5. PERFIL

Humberto Braga 

Janeiro 2005

 

 

José Luiz de Magalhães Lins é, sobretudo, um homem muito inteligente. Inteligência significa rápida compreensão dos problemas, situações e capacidade de discernir, em cada caso, o relevante do irrelevante. É precisamente o que ocorre com ele. Acentuem-se ainda a perspicácia e a argúcia na avaliação dos homens. Mas essa inteligência não se confina ao campo da atividade prática e operacional. É surpreendente como um banqueiro, um homem que passou toda vida no mundo intrincado dos negócios financeiros, sem ter feito curso superior, possa ter tantos e tão diversificados interesses intelectuais e culturais. Sua curiosidade maior se concentra nos domínios da História e da Literatura, sobre as quais lê infatigavelmente como um verdadeiro amoroso das coisas do Espírito.
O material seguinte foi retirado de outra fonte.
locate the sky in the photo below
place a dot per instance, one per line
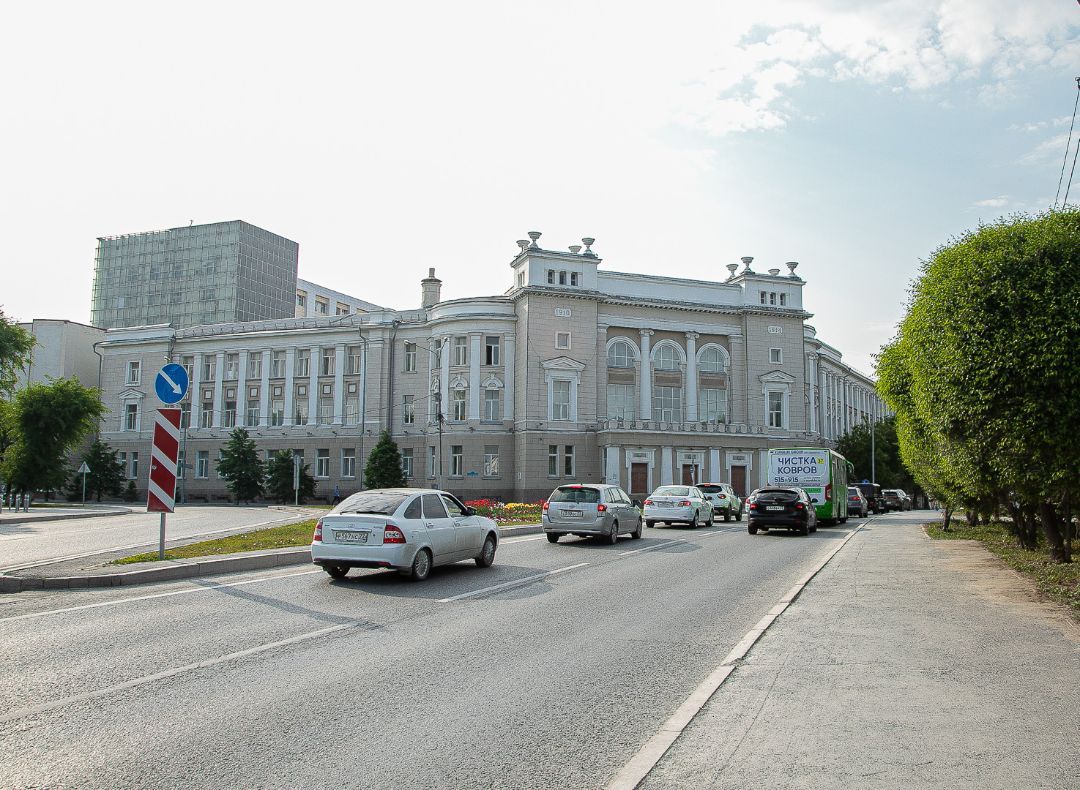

Sempre amável, paciente, sorridente, José Luiz não revela a sua “alma” ao interlocutor. Mas há algo que ele não consegue ocultar: o seu ceticismo. Mas esse ceticismo não é amargo, cruel e, sim, bem humorado, gentil, quase afetuoso. José Luiz venceu na vida, mas continua sendo, não só um cético, mas um pessimista risonho. Essa visão do mundo parece básica na sua personalidade. Traço marcante no seu convívio é a verve. Uma verve espontânea, não elaborada e principalmente despojada de azedume.

Ele é muito mais orgulhoso do que vaidoso. Absolutamente refratário a confidências, expansões afetivas, crises sentimentais, abandonos de alma, etc.

Tem um pudor psicológico que inibe tais manifestações.  Também não se concede a autopiedade. Jamais é atraído para o coro das lamentações, dos queixumes, dos sentimentos de culpa, das autoflagelações. Não esconde a admiração, mas oculta a emoção.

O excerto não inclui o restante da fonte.